Kenya’s Kaimenyi under pressure over failed laptop tender

Kenya’s Kaimenyi under pressure over failed laptop tender

Kenyan education secretary Professor Jacob Kaimenyi is under pressure to quit his job following the fallout of a controversial school laptop tender.

This week Kenya’s Public Procurement Administrative Review Board (PPARB) revoked a laptop tender that had been awarded to Indian firm Olive Telecommunications after PC-maker Hewlett Packard (HP) and Haier Group queried the procurement decision. Olive was initially awarded a contract to supply 1.3 million laptops at Ksh 24.5 billion.

Reasons for the cancellation of the contract; though, have included that Olive Telecommunications did not meet the requirement of being an Original Equipment Manufacturer (OEM) in Kenya and also that the Kenya’s education ministry over-inflated the laptop tender price.

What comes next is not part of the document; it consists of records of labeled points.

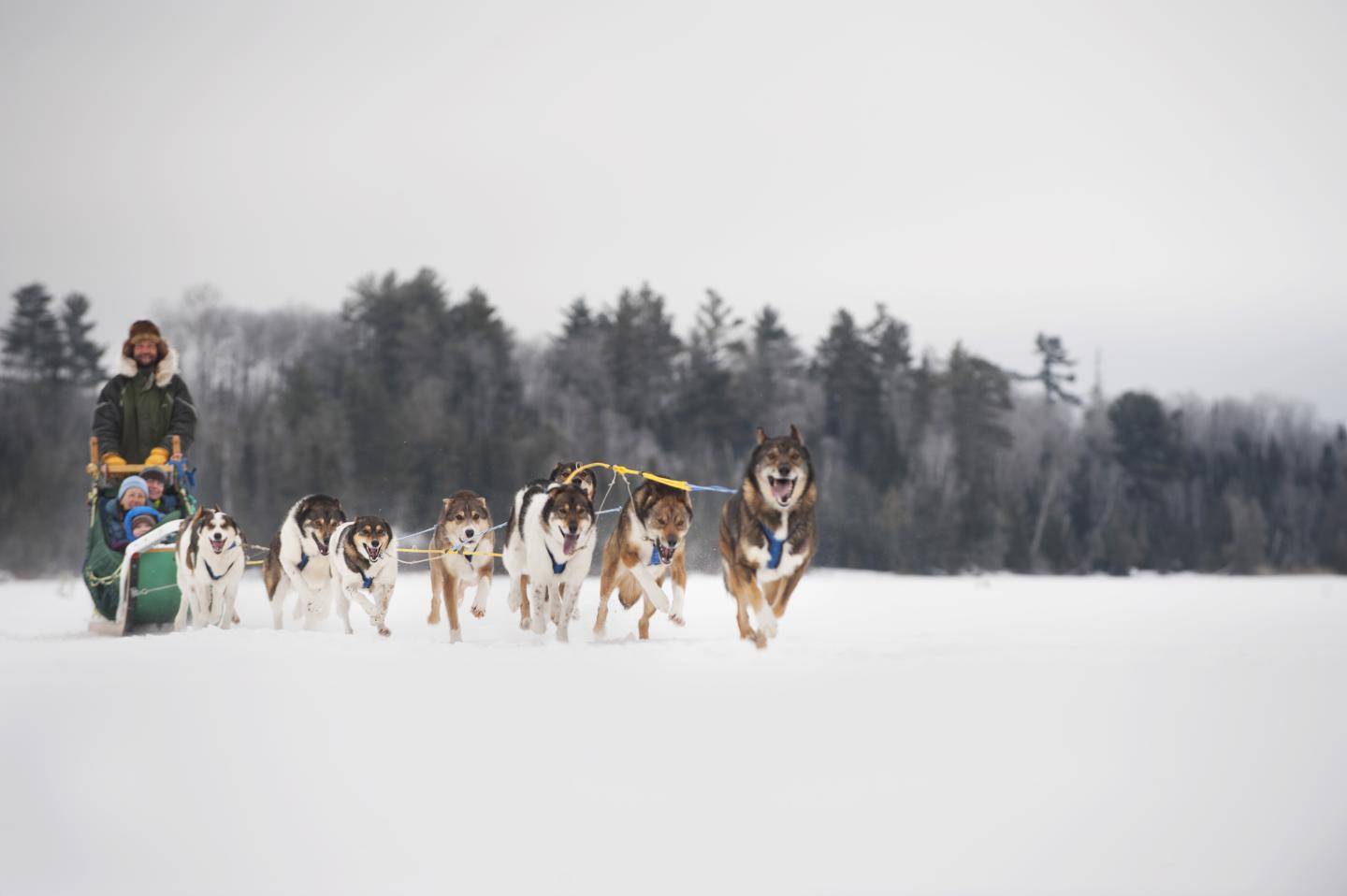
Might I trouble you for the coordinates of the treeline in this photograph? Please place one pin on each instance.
(933, 464)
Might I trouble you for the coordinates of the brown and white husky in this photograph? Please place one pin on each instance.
(767, 531)
(646, 547)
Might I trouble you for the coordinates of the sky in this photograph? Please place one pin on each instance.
(1159, 183)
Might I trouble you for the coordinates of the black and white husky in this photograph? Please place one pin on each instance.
(299, 559)
(548, 550)
(364, 568)
(210, 565)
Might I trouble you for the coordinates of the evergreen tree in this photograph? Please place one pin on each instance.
(979, 397)
(707, 407)
(33, 346)
(640, 351)
(1145, 442)
(1053, 354)
(847, 369)
(81, 361)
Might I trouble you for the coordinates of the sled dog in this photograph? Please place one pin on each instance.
(210, 565)
(548, 549)
(462, 527)
(299, 559)
(585, 479)
(648, 543)
(364, 559)
(767, 531)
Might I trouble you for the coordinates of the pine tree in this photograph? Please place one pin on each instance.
(853, 412)
(639, 352)
(1053, 356)
(33, 346)
(979, 397)
(81, 354)
(707, 409)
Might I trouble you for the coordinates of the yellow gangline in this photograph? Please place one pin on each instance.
(627, 470)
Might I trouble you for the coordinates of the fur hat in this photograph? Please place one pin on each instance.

Olive also reportedly failed to meet a requirement that it has turnover of at least Ksh 8 billion per year.

Members of Kenya’s parliament have asked for Kaimenyi to resign, but he has shifted blame for the laptop procurment blunder onto members of the tender committee.

Kaimenyi told a media briefing in Kenya on Thursday that if an internal investigation finds that the committee provided ill-advice on the contract, then those members are planned to be sacked.

“I don’t see justification in someone asking for my resignation; however if anyone has evidence that I benefited from the tendering I am prepared to be taken to court,” Kaimenyi told reporters.

“I don’t sit in the tendering committee and we relied on the information provided by the ministerial tendering committee members who are the experts,” he said.

Meanwhile, Kenya’s education, science and technology parliamentary committee has said it is preparing a motion to censure the minister for withholding information on the procurement.